Rail network teams will execute the shutdown maintenance of the manganese line over 1 587 km distance, which is coordinated with customers and other Transnet operating divisions for all parties to use the maintenance window optimally.

Further, TFR believes local communities will benefit from short-term employment on the maintenance projects conducted before and after the shutdown period.

The scope of work for this year’s shutdown maintenance includes sleeper replacement, ballast screening and regulating, rail replacement, overhead track equipment (OHTE) refurbishment and replacement, OHTE tiger wire installation, as well as fibre replacement and maintenance.

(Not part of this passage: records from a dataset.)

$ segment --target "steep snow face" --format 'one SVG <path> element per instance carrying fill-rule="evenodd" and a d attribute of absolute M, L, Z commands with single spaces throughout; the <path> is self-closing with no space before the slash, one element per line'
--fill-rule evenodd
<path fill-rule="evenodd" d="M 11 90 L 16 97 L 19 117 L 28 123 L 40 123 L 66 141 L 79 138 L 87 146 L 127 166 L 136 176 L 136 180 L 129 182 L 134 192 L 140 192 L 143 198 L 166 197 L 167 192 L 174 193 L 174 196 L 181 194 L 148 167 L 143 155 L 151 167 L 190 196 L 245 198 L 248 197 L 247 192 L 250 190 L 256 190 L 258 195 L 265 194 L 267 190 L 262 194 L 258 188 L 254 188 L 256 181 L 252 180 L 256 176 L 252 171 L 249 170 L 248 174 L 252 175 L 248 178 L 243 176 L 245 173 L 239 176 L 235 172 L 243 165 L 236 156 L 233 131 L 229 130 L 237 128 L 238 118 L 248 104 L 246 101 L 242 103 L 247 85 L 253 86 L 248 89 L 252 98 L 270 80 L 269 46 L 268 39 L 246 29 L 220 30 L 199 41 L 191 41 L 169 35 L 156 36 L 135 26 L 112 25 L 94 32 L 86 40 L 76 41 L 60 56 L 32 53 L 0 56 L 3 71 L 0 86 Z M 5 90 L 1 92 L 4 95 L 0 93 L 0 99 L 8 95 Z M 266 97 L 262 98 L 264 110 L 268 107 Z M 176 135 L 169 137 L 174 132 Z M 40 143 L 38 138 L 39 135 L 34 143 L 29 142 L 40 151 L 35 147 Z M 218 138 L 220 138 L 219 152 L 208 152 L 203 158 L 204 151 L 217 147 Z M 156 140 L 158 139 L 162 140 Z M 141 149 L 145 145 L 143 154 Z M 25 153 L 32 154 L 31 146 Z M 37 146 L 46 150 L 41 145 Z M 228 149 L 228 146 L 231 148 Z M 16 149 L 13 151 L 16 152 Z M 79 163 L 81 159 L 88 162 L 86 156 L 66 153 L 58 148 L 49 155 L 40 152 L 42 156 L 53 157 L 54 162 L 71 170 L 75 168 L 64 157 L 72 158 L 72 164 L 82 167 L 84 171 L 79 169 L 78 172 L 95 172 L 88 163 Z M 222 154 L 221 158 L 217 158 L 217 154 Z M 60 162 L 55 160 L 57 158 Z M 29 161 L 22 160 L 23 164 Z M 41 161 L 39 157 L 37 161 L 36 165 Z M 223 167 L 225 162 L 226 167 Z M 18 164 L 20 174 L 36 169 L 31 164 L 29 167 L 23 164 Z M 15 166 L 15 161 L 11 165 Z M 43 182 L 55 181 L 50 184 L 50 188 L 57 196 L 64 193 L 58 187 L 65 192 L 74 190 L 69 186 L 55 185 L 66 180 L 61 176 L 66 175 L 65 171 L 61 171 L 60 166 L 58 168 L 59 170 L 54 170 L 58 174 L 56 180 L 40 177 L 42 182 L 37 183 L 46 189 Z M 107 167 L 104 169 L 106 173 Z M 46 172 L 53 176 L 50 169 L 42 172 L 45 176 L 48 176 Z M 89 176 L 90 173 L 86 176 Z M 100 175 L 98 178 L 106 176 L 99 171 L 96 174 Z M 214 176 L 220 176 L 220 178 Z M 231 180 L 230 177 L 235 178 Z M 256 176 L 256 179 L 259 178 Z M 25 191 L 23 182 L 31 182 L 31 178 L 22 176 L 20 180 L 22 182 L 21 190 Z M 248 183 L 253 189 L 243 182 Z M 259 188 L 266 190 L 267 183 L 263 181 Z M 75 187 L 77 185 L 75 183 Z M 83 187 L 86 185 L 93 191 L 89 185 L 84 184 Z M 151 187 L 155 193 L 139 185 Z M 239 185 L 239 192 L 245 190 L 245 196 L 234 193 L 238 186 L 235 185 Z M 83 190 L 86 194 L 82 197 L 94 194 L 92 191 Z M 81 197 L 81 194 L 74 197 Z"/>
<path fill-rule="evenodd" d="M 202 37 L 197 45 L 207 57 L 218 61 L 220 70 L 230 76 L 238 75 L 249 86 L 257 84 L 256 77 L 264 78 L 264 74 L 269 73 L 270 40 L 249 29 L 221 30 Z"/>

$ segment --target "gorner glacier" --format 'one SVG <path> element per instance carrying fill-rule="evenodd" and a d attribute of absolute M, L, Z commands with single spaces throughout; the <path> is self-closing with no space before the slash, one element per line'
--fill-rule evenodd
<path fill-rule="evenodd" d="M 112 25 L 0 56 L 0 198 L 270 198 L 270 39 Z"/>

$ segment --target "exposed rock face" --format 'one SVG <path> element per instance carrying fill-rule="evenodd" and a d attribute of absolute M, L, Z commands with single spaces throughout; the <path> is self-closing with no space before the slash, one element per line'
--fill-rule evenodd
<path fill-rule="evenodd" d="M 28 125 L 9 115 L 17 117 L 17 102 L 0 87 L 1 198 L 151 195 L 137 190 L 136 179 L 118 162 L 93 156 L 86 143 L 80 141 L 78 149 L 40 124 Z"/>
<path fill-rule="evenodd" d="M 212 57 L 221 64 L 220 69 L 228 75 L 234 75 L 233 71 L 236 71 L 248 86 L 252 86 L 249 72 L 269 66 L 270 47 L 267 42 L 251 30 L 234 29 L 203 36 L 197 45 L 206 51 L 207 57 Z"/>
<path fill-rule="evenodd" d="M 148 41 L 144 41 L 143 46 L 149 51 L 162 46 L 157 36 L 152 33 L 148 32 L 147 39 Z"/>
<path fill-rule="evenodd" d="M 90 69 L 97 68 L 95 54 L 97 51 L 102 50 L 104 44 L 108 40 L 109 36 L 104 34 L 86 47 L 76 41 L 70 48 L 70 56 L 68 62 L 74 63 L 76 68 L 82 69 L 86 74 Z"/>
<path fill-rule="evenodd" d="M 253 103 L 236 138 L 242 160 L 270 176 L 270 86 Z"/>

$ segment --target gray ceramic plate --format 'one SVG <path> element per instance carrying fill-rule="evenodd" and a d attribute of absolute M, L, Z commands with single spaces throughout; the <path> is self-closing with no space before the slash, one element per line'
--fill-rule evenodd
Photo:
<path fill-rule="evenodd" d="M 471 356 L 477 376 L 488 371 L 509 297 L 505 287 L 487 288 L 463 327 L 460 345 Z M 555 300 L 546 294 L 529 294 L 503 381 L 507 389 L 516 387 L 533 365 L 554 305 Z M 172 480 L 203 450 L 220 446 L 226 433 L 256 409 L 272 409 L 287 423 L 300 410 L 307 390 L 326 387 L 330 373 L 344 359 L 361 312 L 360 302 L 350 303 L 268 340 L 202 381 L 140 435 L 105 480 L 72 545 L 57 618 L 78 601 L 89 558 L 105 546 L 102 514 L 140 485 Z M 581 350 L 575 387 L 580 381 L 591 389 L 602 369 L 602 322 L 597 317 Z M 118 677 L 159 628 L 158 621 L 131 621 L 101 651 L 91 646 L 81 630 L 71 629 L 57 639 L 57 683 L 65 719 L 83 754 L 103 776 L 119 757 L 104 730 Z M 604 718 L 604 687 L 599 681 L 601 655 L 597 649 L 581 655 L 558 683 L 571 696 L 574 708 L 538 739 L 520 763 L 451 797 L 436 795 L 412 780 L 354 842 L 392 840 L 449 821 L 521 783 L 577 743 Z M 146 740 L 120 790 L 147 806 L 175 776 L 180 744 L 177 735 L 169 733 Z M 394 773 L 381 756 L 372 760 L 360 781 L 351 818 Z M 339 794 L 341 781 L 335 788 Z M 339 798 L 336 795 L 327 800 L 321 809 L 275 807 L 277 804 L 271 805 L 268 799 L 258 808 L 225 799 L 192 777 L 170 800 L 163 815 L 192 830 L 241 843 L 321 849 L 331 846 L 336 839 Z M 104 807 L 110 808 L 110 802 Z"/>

The shutdown will assist in the uplifting of temporary speed restrictions in some sections that have constrained the network and will lead to the recovery of train slots, thereby making way for TFR to ramp up its PE Manganese throughput.

The Cape Corridor has been engaging stakeholders doing collaborative work during the planning of the shutdown maintenance to ensure complete execution of the projects in the affected depots, TFR said.

“The safety of our employees and the public remains a priority during the shutdown,” the company said.